Jemand hat mir empfolen ein DC Server einzurichten, aber ich habe keine Ahnung wie.


----------



## Ben Ben (18. Juni 2004)

neuinstallation und irgendeinen Server einrichten sind hier ja keine wirkliche Lösung wenn man das Problem nicht kennt. Das klingt eher so wie ich habe habe keine Ahnung von deinem Problem, aber probier mal die Installation von...
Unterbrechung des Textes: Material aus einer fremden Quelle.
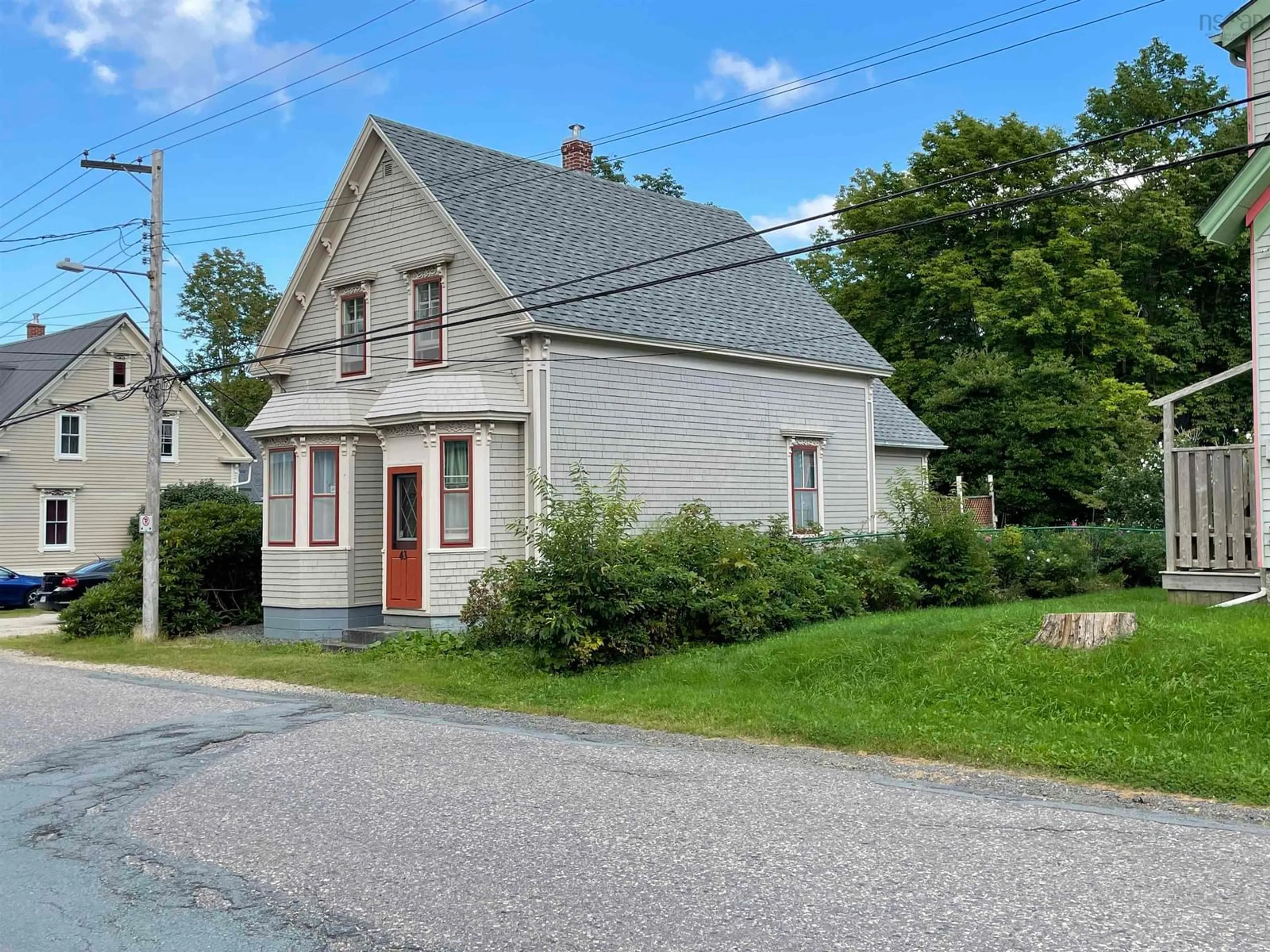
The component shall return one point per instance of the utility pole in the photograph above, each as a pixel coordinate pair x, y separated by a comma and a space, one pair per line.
155, 391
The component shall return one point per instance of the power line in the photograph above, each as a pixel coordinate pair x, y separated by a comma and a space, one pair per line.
206, 98
553, 172
704, 112
879, 200
338, 343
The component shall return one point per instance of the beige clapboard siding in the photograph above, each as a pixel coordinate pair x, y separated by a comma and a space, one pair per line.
369, 526
892, 464
708, 435
307, 578
394, 225
112, 475
506, 491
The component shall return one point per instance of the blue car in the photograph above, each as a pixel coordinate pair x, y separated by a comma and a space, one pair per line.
18, 591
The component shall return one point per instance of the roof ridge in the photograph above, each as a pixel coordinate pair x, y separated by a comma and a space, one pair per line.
65, 331
558, 169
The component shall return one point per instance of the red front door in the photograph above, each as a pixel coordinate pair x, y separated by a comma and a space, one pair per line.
404, 569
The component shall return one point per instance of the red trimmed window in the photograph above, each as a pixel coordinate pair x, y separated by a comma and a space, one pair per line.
282, 497
427, 322
806, 488
324, 497
456, 491
352, 324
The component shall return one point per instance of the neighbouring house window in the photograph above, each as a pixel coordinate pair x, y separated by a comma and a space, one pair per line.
56, 518
806, 482
352, 323
282, 497
70, 436
168, 438
324, 497
456, 492
427, 322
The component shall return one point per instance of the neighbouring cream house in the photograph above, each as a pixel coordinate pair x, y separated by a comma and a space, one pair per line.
74, 475
397, 460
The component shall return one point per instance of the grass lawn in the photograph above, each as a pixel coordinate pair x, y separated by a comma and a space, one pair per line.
1182, 706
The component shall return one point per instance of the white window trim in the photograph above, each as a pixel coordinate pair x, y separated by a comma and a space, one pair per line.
176, 441
58, 435
811, 441
411, 277
69, 496
352, 289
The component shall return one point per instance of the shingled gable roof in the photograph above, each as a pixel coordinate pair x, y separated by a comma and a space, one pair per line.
896, 426
28, 366
538, 225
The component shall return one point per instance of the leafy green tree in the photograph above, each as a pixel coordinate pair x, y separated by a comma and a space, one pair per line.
610, 168
1031, 338
227, 305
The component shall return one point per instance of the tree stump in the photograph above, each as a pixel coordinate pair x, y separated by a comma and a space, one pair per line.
1085, 630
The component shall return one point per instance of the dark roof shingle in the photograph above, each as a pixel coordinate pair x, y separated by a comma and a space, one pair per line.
538, 225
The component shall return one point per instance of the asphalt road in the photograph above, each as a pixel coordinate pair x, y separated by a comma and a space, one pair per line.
140, 813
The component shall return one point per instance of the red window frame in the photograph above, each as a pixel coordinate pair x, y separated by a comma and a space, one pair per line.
794, 491
313, 471
417, 324
470, 492
366, 324
274, 496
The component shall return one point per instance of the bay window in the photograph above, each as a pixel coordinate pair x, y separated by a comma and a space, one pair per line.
282, 497
324, 497
456, 492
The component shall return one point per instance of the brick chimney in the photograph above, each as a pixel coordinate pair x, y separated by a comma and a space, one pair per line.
576, 151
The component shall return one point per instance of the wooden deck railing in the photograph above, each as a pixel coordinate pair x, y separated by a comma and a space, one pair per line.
1208, 508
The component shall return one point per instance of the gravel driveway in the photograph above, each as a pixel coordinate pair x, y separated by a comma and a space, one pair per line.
313, 820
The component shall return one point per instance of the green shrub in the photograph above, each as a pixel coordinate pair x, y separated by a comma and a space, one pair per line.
599, 593
182, 494
209, 575
1061, 564
1137, 556
947, 550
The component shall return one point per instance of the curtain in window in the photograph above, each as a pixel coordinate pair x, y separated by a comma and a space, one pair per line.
456, 492
427, 315
324, 482
354, 322
282, 497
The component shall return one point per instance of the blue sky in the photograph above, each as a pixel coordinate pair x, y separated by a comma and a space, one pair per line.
78, 73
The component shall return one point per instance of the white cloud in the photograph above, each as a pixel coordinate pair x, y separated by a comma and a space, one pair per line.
173, 53
797, 235
732, 74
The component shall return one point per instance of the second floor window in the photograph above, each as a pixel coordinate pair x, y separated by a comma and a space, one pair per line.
806, 485
168, 440
282, 498
70, 436
323, 497
352, 323
427, 322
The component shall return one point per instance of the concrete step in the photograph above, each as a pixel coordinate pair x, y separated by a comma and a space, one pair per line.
369, 635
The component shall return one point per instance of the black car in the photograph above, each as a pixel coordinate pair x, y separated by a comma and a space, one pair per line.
62, 588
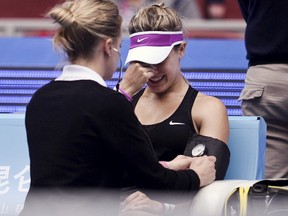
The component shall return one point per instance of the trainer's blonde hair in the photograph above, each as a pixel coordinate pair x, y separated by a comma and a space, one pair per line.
83, 23
155, 17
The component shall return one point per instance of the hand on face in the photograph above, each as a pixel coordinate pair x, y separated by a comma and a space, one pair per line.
136, 76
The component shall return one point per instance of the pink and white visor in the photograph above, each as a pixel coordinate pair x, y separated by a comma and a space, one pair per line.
152, 47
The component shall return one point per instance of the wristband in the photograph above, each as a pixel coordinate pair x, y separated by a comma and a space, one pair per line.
164, 164
128, 97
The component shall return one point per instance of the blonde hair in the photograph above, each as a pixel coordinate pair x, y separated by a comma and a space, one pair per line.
155, 17
83, 23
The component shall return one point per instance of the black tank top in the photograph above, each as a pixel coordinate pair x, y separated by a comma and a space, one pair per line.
169, 137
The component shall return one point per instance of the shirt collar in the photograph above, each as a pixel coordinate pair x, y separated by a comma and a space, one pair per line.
77, 72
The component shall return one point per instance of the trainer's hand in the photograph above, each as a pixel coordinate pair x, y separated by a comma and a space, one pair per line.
205, 168
136, 76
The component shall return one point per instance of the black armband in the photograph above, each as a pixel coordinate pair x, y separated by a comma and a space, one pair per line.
199, 145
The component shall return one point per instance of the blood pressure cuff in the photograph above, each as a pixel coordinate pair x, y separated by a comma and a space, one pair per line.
199, 145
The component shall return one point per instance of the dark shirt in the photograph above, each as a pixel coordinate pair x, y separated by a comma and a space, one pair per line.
169, 137
85, 136
266, 32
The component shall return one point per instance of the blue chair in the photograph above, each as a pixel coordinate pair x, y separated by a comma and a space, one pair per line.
247, 144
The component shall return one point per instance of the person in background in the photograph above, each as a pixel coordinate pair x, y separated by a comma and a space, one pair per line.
170, 110
82, 136
265, 90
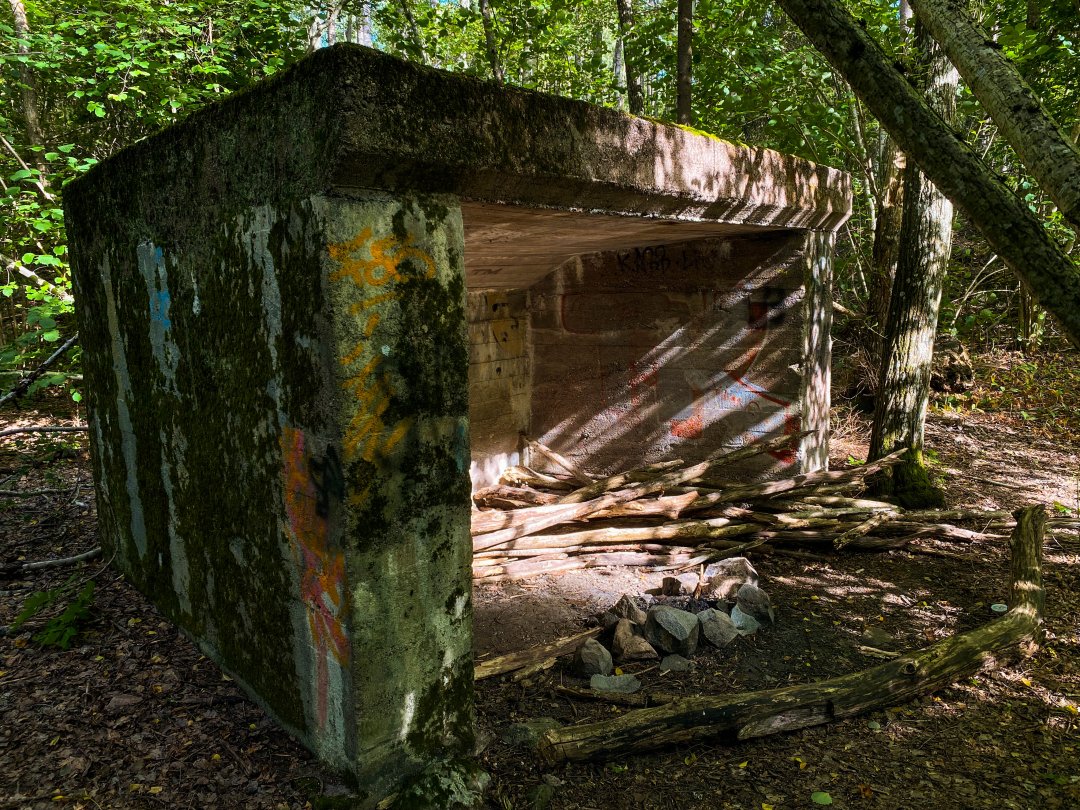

Verwunderlich ist auf jeden Fall, das es "plötzlich" passiert.
Ansonsten hätte ich gesagt checkt mal die Einstellungen an eurer Netzwerkkarte ob ihr alle z,.B. 100MBit Full Duplex eingestellt habt, was sich sicherlich anbieten würde.
Ist denn in der Zeit kurz bevor die Leistung der Übertragung eingebrochen ist, irgendwas besonderes Passiert? SW-Installtion oder änhliches?


----------



## Helfer (18. Juni 2004)

Es ist nix besonders passiert, nicht was ich wußte.Wo kann man diese Eistellung finden? (Full Duplex)


----------



## Ben Ben (18. Juni 2004)

wenn du auf die Eigenschaften der entsprechenden LAN-Verbindung gehst, siehst du im Allgemeinen Reiter oben die Netzwerkkarte die verwendet wird. darunter findest du den Button "Konfigurieren". Da drauf klicken und dann den Reiter "Erweitert" auswählen. In der Auswahlliste dann "Link Speed & Duplex" auswählen


----------